On 22 April 2010, Pearl Group Holdings (No.1) Limited issued a balancing instrument under which notes with a principal of £75 million were issued to PGH. The notes have no fixed maturity date and are included in the Company’s financial statements at a nil value. PGH paid no consideration for the notes and has waived its right to receive a coupon on the notes.
On 16 July 2010, the Company entered into an interest free facility arrangement with Phoenix Group Holdings’ Employee Benefit (‘EBT’). In 2014, £6 million was drawn down against this facility (2013: £11 million). The loan is recoverable until the awards held by the EBT vest to the participants, at which point the loan is reviewed for impairment. Any impairments are determined by comparing the carrying value to the estimated recoverable amount of the loan. Following the vesting of awards in 2014, the value of the EBT loan of £10 million has been written off.
No other loans are considered to be past due or impaired.
For the purposes of the additional fair value disclosures for assets recognised at amortised costs, all loans and receivables are categorised as Level 3 financial instruments. The fair value of loans and receivables with no external market is determined by internally developed discounted
cash flow models using a risk adjusted discount rate corroborated with external market data where possible.
L. CASH AND CASH EQUIVALENTS
2014
£m 2013 £m
Bank and cash balances – 1
Short-term deposits (including demand and time deposits) 3 8
3 9
M. CASH FLOWS FROM OPERATING ACTIVITIES
2014
£m 2013 £m
Profit for the year before tax 125 92
Adjustments to reconcile profit for the year to cash flows from operating activities
Interest income from other Group entities (48) (49)

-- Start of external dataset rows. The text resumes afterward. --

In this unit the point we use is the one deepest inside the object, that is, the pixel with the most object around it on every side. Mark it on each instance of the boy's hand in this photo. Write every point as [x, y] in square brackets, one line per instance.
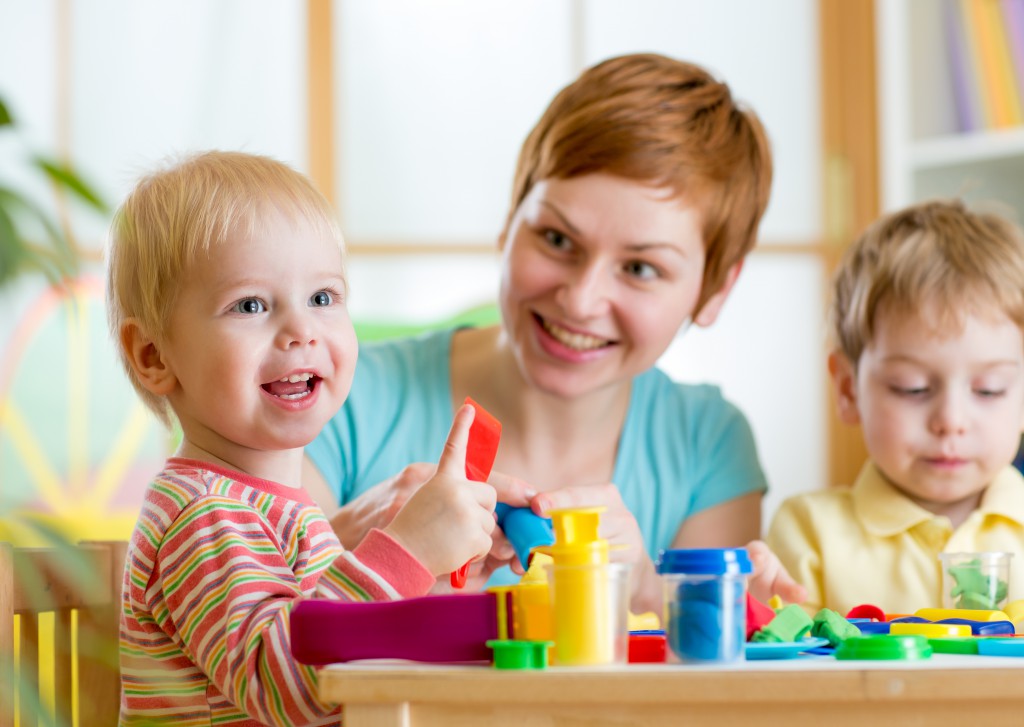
[769, 578]
[450, 519]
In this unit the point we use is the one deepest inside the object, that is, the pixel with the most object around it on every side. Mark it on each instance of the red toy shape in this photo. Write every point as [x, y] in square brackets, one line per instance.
[866, 610]
[758, 615]
[480, 452]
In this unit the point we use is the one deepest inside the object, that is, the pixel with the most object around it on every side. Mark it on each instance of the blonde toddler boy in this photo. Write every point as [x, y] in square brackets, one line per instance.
[927, 315]
[226, 292]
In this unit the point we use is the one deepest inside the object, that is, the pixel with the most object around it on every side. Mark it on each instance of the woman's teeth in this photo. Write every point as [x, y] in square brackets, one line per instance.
[577, 341]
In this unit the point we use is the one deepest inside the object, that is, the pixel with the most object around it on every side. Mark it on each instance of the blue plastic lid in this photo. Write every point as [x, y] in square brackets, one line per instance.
[704, 561]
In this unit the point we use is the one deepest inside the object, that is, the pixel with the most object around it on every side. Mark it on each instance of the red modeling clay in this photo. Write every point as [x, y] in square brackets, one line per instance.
[480, 453]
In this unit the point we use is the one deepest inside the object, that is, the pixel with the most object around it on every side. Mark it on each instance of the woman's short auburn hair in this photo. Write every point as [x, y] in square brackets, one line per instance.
[652, 119]
[936, 258]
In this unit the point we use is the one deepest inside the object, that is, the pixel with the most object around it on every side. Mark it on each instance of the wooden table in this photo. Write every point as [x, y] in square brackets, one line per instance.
[980, 691]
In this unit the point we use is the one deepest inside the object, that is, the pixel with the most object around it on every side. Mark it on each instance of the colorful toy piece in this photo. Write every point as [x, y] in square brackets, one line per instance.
[829, 625]
[525, 530]
[932, 631]
[866, 610]
[885, 648]
[974, 589]
[519, 654]
[647, 646]
[758, 615]
[967, 613]
[450, 628]
[590, 596]
[484, 433]
[791, 624]
[706, 602]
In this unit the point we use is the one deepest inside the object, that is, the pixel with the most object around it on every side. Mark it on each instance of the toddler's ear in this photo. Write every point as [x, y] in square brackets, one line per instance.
[145, 359]
[845, 381]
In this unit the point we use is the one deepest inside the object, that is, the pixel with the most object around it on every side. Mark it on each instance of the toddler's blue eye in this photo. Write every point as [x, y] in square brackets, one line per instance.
[321, 298]
[250, 306]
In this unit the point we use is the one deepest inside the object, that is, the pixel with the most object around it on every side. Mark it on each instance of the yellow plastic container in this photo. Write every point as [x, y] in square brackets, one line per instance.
[932, 631]
[589, 595]
[590, 608]
[969, 613]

Fair value gains/(losses) on derivatives (5) 2
Dividends received (94) (58)
Write down of loans to Group entities 10 –
Share-based payment charge 7 6
Net decrease/(increase) in investment assets 26 (6)

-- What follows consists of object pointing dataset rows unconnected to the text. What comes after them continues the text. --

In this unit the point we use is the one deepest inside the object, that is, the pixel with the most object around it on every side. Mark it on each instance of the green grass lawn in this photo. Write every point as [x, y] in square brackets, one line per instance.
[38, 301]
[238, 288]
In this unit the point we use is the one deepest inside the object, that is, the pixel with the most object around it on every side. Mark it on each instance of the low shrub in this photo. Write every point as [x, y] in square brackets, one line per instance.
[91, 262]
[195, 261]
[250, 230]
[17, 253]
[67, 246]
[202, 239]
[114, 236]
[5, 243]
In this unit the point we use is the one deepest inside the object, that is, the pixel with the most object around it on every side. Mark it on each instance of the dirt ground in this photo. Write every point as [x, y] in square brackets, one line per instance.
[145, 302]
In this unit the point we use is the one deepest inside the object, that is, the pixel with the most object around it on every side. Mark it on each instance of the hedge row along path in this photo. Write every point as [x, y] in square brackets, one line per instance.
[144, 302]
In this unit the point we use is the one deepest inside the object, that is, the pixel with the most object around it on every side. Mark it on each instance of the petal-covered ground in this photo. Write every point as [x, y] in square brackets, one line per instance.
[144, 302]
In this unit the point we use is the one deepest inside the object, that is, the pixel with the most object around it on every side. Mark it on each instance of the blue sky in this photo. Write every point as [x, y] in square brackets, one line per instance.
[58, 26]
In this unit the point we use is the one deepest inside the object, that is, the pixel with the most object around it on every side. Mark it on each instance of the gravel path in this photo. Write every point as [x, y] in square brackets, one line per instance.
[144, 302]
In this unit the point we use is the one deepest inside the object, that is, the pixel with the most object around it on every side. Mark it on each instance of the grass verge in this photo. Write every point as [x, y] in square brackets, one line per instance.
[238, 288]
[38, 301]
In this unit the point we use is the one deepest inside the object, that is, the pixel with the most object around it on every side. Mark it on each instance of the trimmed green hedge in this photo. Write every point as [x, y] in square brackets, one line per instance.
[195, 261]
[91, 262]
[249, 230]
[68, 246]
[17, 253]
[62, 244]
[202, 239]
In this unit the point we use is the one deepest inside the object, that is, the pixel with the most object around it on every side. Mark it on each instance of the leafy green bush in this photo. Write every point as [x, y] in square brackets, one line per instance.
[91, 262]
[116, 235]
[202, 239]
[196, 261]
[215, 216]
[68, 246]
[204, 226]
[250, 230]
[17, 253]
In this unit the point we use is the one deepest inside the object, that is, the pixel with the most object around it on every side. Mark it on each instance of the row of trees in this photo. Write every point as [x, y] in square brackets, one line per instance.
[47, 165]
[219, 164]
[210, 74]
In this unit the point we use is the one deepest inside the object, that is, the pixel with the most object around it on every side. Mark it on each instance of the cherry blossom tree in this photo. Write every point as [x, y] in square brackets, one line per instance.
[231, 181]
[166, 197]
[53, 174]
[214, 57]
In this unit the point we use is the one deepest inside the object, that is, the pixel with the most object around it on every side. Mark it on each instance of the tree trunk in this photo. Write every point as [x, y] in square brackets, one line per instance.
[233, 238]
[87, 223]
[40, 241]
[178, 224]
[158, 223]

Net (increase)/decrease in working capital (6) 88
Cash generated by operations 15 75
N. CAPITAL AND RISK MANAGEMENT
The Company’s capital comprises share capital and all reserves. At 31 December 2014, total capital was £1,454 million (2013: £1,441 million). The movement in capital in the year comprises the total comprehensive income for the year attributable to owners of £125 million
(2013: £92 million), proceeds from the issue of ordinary share capital, net of associated commission and expenses, of £1 million
(2013: £233 million), payment of dividends of £120 million (2013: £120 million) and a credit to equity for equity-settled share-based payments
of £7 million (2013: £6 million).
There are no externally imposed capital requirements on the Company. The Company’s capital is monitored by the Directors and managed
on an ongoing basis via a monthly close process to ensure that it remains positive at all times.
Details of the Group risk management policies are outlined in note 40 to the consolidated financial statements.

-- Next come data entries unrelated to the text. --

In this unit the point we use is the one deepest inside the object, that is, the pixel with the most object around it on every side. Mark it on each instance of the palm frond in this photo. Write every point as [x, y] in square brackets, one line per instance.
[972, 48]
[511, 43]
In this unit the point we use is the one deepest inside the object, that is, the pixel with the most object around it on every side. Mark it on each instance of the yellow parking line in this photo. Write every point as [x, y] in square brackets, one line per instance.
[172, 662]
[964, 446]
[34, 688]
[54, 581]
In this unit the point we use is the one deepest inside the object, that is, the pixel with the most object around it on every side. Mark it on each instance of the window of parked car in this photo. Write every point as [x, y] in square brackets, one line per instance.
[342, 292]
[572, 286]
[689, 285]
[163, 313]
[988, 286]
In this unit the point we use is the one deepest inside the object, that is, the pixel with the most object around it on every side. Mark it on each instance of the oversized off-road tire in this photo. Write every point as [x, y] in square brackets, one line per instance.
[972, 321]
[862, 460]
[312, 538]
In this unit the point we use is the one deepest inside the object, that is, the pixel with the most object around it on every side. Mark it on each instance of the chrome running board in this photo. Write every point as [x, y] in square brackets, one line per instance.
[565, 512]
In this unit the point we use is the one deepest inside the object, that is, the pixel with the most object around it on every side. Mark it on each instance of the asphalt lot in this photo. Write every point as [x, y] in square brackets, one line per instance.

The primary operation of the Company is to act as the listed company for the Group. The Company’s other assets and liabilities mainly consist
of receivables and borrowings from and to other Group entities. The principal risks and uncertainties facing the Company are:
– interest rate risk, since the movement in interest rates will impact the value of interest receivable and payable by the Company; – liquidity risk, exposure to liquidity risk as a result of normal business activities, specifically the risk arising from an inability to meet
short-term cash flow requirements; and
– credit risk, arising from the default of the counterparty to a particular financial asset and is significantly reduced as assets are primarily
inter-company receivables from other group entities.
The Company’s exposure to all these risks is monitored by the Directors, who agree policies for managing each of these risks on an ongoing basis.